Light curve of NGC 2525 after a supernova

Time-domain astronomy studies transient astronomical events ("transients"), which include various types of variable stars, including periodic, quasi-periodic, high proper motion stars, and lifecycle events (supernovae, kilonovae) or other changes in behavior or type. Non-stellar transients include asteroids, planetary transits and comets.

Transients characterize astronomical objects or phenomena whose duration of presentation may be from milliseconds to days, weeks, or even several years. This is in contrast to the timescale of the millions or billions of years during which the galaxies and their component stars in our universe have evolved. Singularly, the term is used for violent deep-sky events, such as supernovae, novae, dwarf nova outbursts, gamma-ray bursts, and tidal disruption events, as well as gravitational microlensing.[1]

Time-domain astronomy also involves long-term studies of variable stars and their changes on the timescale of minutes to decades. Variability studied can be intrinsic, including periodic or semi-regular pulsating stars, young stellar objects, stars with outbursts, asteroseismology studies; or extrinsic, which results from eclipses (in binary stars, planetary transits), stellar rotation (in pulsars, spotted stars), or gravitational microlensing events.

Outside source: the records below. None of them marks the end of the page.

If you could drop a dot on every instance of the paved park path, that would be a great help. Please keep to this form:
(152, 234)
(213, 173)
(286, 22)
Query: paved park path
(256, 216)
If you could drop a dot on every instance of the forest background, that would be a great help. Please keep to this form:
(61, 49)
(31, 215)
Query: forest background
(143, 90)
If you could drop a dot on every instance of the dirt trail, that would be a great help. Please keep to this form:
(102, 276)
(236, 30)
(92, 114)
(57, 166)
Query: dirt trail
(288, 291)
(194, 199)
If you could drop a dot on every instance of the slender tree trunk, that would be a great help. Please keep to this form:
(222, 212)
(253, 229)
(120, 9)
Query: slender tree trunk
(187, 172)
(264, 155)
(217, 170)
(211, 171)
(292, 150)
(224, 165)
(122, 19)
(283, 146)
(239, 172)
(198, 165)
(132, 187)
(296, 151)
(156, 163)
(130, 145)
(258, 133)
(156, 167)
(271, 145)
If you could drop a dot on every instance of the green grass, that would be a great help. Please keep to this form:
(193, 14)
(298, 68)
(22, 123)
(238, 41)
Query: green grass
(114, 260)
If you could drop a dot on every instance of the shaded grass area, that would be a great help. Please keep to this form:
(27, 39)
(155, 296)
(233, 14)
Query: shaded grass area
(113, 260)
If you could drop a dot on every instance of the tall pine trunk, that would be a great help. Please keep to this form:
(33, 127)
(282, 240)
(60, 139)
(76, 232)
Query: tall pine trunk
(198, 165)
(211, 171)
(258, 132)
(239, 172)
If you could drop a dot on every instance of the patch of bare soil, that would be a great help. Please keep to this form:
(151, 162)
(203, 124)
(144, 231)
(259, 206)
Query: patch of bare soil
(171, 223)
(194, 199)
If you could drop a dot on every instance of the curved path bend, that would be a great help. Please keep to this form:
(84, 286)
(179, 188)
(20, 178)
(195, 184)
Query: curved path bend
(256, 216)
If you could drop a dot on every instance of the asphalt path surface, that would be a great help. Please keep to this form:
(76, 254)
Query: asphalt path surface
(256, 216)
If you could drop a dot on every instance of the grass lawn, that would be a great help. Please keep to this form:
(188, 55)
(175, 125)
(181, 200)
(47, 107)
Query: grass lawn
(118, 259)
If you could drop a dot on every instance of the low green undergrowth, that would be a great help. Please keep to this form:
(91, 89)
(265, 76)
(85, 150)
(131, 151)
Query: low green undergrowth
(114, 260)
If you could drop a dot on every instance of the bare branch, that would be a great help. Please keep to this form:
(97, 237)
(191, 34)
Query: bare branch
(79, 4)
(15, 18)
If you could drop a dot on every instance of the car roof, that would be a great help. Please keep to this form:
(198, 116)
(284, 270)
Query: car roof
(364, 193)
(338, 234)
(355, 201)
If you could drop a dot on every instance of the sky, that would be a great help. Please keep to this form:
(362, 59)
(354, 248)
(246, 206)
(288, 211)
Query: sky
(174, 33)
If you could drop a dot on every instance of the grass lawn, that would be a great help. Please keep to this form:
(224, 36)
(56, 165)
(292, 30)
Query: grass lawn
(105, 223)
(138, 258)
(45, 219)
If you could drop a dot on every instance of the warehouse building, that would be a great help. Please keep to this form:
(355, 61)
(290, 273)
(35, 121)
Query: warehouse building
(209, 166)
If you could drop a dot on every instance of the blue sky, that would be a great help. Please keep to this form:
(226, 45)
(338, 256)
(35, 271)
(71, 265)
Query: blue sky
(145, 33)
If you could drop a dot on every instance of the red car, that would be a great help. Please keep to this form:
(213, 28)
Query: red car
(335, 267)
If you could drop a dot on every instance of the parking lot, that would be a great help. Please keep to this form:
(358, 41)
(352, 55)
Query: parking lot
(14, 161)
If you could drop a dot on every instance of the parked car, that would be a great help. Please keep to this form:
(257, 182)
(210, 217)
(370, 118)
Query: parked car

Modern time-domain astronomy surveys often uses robotic telescopes, automatic classification of transient events, and rapid notification of interested people. Blink comparators have long been used to detect differences between two photographic plates, and image subtraction became more used when digital photography eased the normalization of pairs of images.[2] Due to large fields of view required, the time-domain work involves storing and transferring a huge amount of data. This includes data mining techniques, classification, and the handling of heterogeneous data.[3]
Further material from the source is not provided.